Our client, a worldwide silicon wafer production leader, partnered with many of the world’s foremost chip manufacturers. The company operates manufacturing facilities throughout Europe, Asia, and the United States.
Our client was experiencing problems with capacity at three of their key plants located in Oregon, Japan, and Singapore. With increased customer demand and the bottom line not supportive of any capital investment the company needed to increase output from the sites with the existing infrastructure in order to meet demand and keep manufacturing costs competitive with the highly competitive global marketplace. The company contracted with Tefen to benchmark the production lines of both the 200mm and 400mm wafers, and design a solution that would meet client demands without relying on new equipment or technology. The overall goal of the project was to increase Overall Equipment Effectiveness (OEE) at each of the designated sites.
How Tefen Helped
Tefen conducted a Scoping at each of the three sites to increase output without purchasing additional equipment.

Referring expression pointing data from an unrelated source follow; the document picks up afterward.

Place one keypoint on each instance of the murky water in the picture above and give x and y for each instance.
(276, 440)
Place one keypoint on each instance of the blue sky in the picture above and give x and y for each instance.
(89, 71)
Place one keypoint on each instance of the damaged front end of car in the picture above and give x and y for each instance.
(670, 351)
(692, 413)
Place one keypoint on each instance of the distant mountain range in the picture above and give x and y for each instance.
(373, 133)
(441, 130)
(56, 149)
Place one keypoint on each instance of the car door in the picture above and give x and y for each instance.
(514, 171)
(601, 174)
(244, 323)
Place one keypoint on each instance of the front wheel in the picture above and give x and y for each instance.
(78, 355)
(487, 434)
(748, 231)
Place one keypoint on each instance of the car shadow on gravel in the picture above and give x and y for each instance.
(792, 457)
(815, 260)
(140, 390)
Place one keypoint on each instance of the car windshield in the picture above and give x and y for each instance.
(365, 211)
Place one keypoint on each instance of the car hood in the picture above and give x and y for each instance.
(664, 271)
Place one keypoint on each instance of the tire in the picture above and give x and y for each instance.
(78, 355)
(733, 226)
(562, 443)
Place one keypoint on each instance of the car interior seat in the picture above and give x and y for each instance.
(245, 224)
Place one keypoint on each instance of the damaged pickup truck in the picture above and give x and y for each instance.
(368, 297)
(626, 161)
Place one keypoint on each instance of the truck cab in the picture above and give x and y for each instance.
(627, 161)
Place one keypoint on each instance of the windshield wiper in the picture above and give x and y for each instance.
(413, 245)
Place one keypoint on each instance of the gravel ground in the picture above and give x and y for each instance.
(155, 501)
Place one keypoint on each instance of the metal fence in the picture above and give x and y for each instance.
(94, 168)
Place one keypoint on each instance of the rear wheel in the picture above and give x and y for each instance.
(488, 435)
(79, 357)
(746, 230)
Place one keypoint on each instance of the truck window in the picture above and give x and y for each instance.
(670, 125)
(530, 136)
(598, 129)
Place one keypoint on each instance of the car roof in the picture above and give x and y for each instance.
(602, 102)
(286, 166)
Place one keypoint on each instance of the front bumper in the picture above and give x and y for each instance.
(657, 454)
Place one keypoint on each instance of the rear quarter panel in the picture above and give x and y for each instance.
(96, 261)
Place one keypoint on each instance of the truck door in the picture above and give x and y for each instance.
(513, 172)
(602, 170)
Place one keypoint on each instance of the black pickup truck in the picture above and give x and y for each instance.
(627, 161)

Tefen began its engagement with a week-long analysis of the wafer lines at each of the production facilities.
This process quickly unveiled a synergistic problem common throughout: Scrap and rework were deemed to be the largest inhibitor of increasing capacity.
This was followed by over-automation which further disallowed the plants from increasing output.
During the 2nd half of the week, line experiments were conducted to insure the proposed solutions would yield the expected results.
The test proved the solutions feasible and plans were developed and put in place to achieve future state goals.
Although the assignment began as a simple OEE project, Tefen’s analysis utilized all three components of OEE: quality, scheduling, and machine availability (unplanned maintenance).
Through the project team’s analysis, Tefen further identified a number of additional process constraints and associated remedies.
Constraints were found in the following areas: Robotic asynchronization, Wafer introduction, Unit unavailability, Product design, and Quality.
Performance Excellence Delivered
At the end of the engagement each of these segments stood as prime opportunities for the company to achieve their goals of increased wafer production and meeting the demands of their customers.
After all constraints and inefficiencies revealed, Tefen ultimately made possible several million dollars’ worth of savings for the company, whilst deferring any capital investments through 2010.
At the end of the engagement, the client was able to impact “top line” savings by $3.1M - $3.6M per month by 2007 and$2.1M - $2.8M per month in 2008.
The client saw an increase in production of 51,297 units in 2007 and 34,198 units in 2008.
In 2007 the client was able to see 8,477 units of core manufacturing and 12,716 units in 2008.
In 2007 the client was able to increase their capacity to 59,774 units and in 2008, 46,914 units.